I’d be okay with hearing another point of view. I’d like for someone to get me to think about the good points of Santa and how kids and/or parents benefit from Santa Claus. FWIW, we do enjoy the music and the movies inspired by the rotund red fellow and his reindeer.

Merry Christmas and go easy on the Eggnog!


5 Responses to The Santa Experience

  1. O272 says:

    We only have one kid convinced there’s a Santa. She’s 3 and we’ll do what we can to bribe her.

    When the oldest one asked about the tooth fairy when she was around 5, my response was, “Do you really think I’d let a strange person wearing tights into your room to reach under your pillow?”…and then she proceeded to ask me about Santa and the Easter bunny…which was a little strange since we don’t celebrate Easter at all.

    Since then, we only go along with the whole Santa thing ’til they’re about 4 or 5. It’s not traumatic when they figure it out ’cause the older kids usually blow it for them before that anyway.

    Merry Christmas!

  2. C-Marie says:

    I never pushed the Santa idea on my kids but there was the belief..Santa wasn’t a tool for bribing the kids to behave or a tool for asking and hoping to receive what they had asked for. I never had to sit any one of them down to explain or debunk anything.

    It’s the magic of the season, the magic in our hearts and why not allow a little magic in our lives once in awhile?

    My children know the real reason for the season – always ahve and I hope they always will.

  3. Amanda says:

    Good for you. We do the same, although we do read the book, “Mommy, was Santa born on Christmas too?” When my 4 year old kept saying, “Santa is coming to our house,” I replied, “You receive presents form Mommy and Daddy and grandma and papa….” etc (and the rest of the family that the children get gifts from). We tell him the people he saw in the mall are pretending. SoO far, it’s gone well.

  4. aphron says:

    We all know that Santa was a creation to help us spend more money for Christmas. That being said, I let my kids “believe” in Santa. They have questions about it. We don’t reinforce anything. We look at it as part of the magic and fun of Christmas. We, too, go to Christmas Eve service. We stress Christmas being about the birth of Christ, Savior of the world.

    As for Santa being derived from Satan, that strikes me as a little silly. Santa means saint.

  5. Bedazzzled1 says:

    “I’d like for someone to get me to think about the good points of Santa and how kids and/or parents benefit from Santa Claus.”

    These are my thoughts about the above request of yours.

    1. Santa is showing his kindness, thoughtfulness, and generosity by passing out gifts. These are traits we would like our children to acquire, aren’t they?

    2. God gave us the most wondrous gift of all over 2,000 years ago…His Son. Are we not celebrating that gift by the giving of gifts? The Wise Men brought presents when Christ was born, too. God’s gift was to the entire world…just as Santa’s gifts are.

    3. Wasn’t Saint Nicholas a real person who did leave presents for the children where he lived? Did he not do so anonymously…for no needed kudos and thank yous?

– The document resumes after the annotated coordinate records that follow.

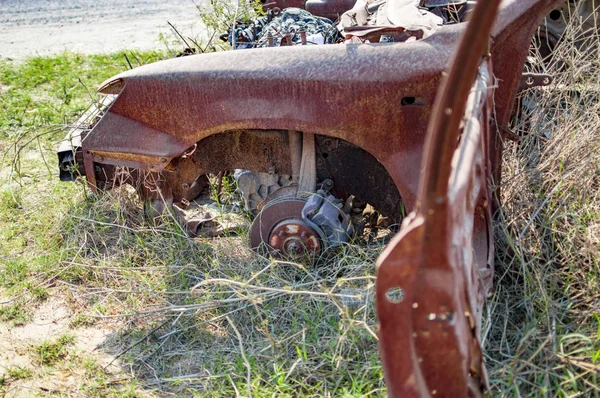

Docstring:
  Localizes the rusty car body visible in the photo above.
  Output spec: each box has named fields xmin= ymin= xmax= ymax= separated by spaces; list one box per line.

xmin=59 ymin=0 xmax=580 ymax=397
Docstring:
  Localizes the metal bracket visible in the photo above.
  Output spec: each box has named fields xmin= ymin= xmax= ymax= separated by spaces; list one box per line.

xmin=519 ymin=73 xmax=554 ymax=90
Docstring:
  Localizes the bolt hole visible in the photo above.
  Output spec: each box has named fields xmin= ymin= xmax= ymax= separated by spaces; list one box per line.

xmin=550 ymin=10 xmax=562 ymax=21
xmin=400 ymin=97 xmax=425 ymax=106
xmin=385 ymin=287 xmax=404 ymax=304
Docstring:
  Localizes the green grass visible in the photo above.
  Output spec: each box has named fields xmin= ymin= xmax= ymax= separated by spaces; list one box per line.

xmin=32 ymin=335 xmax=75 ymax=366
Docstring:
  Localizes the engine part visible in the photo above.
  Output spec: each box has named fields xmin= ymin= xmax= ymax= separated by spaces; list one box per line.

xmin=250 ymin=190 xmax=354 ymax=259
xmin=250 ymin=198 xmax=323 ymax=259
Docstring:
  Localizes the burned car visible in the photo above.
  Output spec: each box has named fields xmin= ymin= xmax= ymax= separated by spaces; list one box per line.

xmin=59 ymin=0 xmax=592 ymax=397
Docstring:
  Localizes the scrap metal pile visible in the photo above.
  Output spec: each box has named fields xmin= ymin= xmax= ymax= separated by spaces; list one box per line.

xmin=58 ymin=0 xmax=597 ymax=397
xmin=221 ymin=0 xmax=472 ymax=49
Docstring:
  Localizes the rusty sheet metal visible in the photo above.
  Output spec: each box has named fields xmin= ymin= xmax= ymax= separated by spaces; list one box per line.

xmin=376 ymin=0 xmax=564 ymax=397
xmin=83 ymin=0 xmax=564 ymax=209
xmin=74 ymin=0 xmax=560 ymax=396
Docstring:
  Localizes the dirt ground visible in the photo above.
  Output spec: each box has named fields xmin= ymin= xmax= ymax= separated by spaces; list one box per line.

xmin=0 ymin=0 xmax=201 ymax=59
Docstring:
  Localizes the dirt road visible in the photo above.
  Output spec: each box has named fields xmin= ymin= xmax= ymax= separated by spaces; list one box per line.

xmin=0 ymin=0 xmax=201 ymax=58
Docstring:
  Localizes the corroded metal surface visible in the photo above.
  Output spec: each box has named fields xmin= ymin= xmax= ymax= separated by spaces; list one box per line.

xmin=376 ymin=0 xmax=564 ymax=397
xmin=63 ymin=0 xmax=560 ymax=397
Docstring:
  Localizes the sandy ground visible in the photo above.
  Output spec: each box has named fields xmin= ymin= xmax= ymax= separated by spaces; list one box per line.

xmin=0 ymin=0 xmax=202 ymax=59
xmin=0 ymin=298 xmax=121 ymax=398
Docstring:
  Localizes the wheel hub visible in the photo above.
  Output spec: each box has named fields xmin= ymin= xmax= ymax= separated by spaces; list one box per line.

xmin=269 ymin=219 xmax=321 ymax=258
xmin=250 ymin=198 xmax=323 ymax=259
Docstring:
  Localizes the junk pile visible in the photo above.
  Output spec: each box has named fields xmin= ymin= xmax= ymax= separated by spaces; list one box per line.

xmin=221 ymin=0 xmax=470 ymax=50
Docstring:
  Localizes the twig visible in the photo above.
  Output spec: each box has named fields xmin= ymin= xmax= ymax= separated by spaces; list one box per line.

xmin=225 ymin=316 xmax=252 ymax=397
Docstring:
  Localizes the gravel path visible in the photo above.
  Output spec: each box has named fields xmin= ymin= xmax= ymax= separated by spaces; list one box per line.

xmin=0 ymin=0 xmax=201 ymax=58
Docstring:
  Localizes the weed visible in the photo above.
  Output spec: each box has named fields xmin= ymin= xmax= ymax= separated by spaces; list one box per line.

xmin=6 ymin=366 xmax=33 ymax=380
xmin=32 ymin=335 xmax=75 ymax=366
xmin=0 ymin=304 xmax=30 ymax=326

    4. We can teach our children much by discussing how Christ is why the holiday is called CHRISTmas. The emphasis can still be placed on that while allowing Santa to also be a part of it. The two kind of go together when you think about it. Both did for others, both wanted the best for others, both wanted happiness for others.

    5. We can also teach our children the values of helping the less fortunate people in our world by saying that sometimes Santa cannot find all of the children. Suggest that maybe as a family you can purchase some gifts for those kids who may have moved recently, etc. Then go out and buy some presents that include not just toys, but also socks, shoes, coats. And I, for one, do not want a thank you when we do that. I love the total anonymity of giving such things to a family in need.

    ::shrug:: These are my ways to believe Santa and Christ can coexist in the eyes and hearts of children.